A little while ago Seth Godin riffed about how marketers are always looking for a shortcut which spawned quite a bit of conversation.
Ben McConnell seemingly independently is riffing on the same subject. He lumps the wordpress debacle, raging cow and the marqui blogosphere program into examples of attempts at shortcut marketing.
Although I volunteered for the Marqui program, I never posted for it. The reason being is because I never got a round tuit. I never thought of what they were doing as a marketing shortcut, though. Raging cow was an attempt at a shortcut. The wordpress issue was simply someone trying to make a buck and being called out for violating a community's assumed rules of conduct.
Nevertheless, I certainly get what Ben is trying to say: If you want to market your product, make something remarkable and people will advocate its use.

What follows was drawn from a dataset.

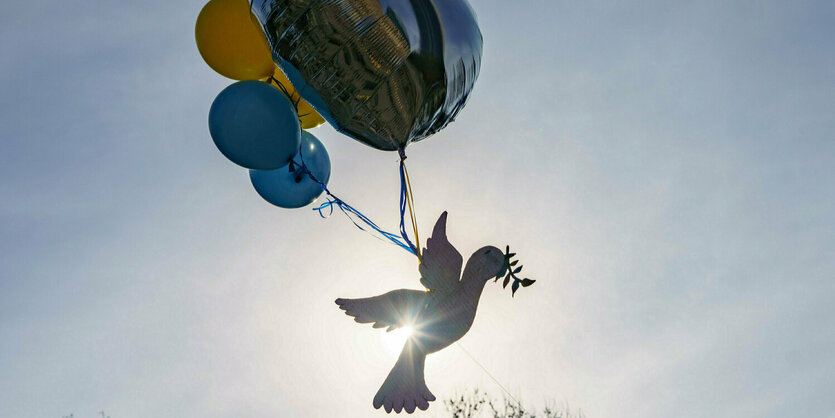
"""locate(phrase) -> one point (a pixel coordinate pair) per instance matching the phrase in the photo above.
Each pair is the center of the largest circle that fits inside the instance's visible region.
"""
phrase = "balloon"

But, what Ben is missing (or atleast he didn't comment on) with the Marqui Blogosphere program and what attracted me to it in the first place was the way that the program was designed to solicit feedback about the product. Of course, it didn't really accomplish that because people simply talked about the program. But, I still think there is a huge opportunity for the blogosphere to be paid to provide FEEDBACK for the purpose of product improvement (And if a by-product of that is some exposure, sobe it.) After all, products don't get better by themselves. And they have to get better before they get evangelists. Right Ben?
If anyone (especially entrepreneurs) are interested in exploring this, I am picking up the Entrepreneur Feedback Exchange program with a new emphasis, regiment and improvements. We are about to launch some mega-new-functionality (hint, hint) and will be needing some feedback. Please email me @ pcaputa at whizspark dot com, if interested.
You're right -- people will always simply talk about something voluntarily, especially if it's new.
Once you start paying people for their feedback, then they'll start saying what you want to hear, not necessarily what you need to hear.
Posted by: Ben McConnell | April 02, 2005 at 02:26 PM
I don't think either of those statements are true, Ben.
People talk about big companies. It is almost possible to get [lots of] people to talk about new things.
And I don't think that people that are paid to provide feedback automatically tell someone what they want to hear.
Posted by: peter caputa | April 02, 2005 at 03:20 PM
Hmm. I just noticed that you linked to my Marqui archives regarding "people simply talked about the program." We were required to link to them/mention them and that's it. There may be better ways (of course) they could have run the program, but I think it's important to be clear about what was asked of us.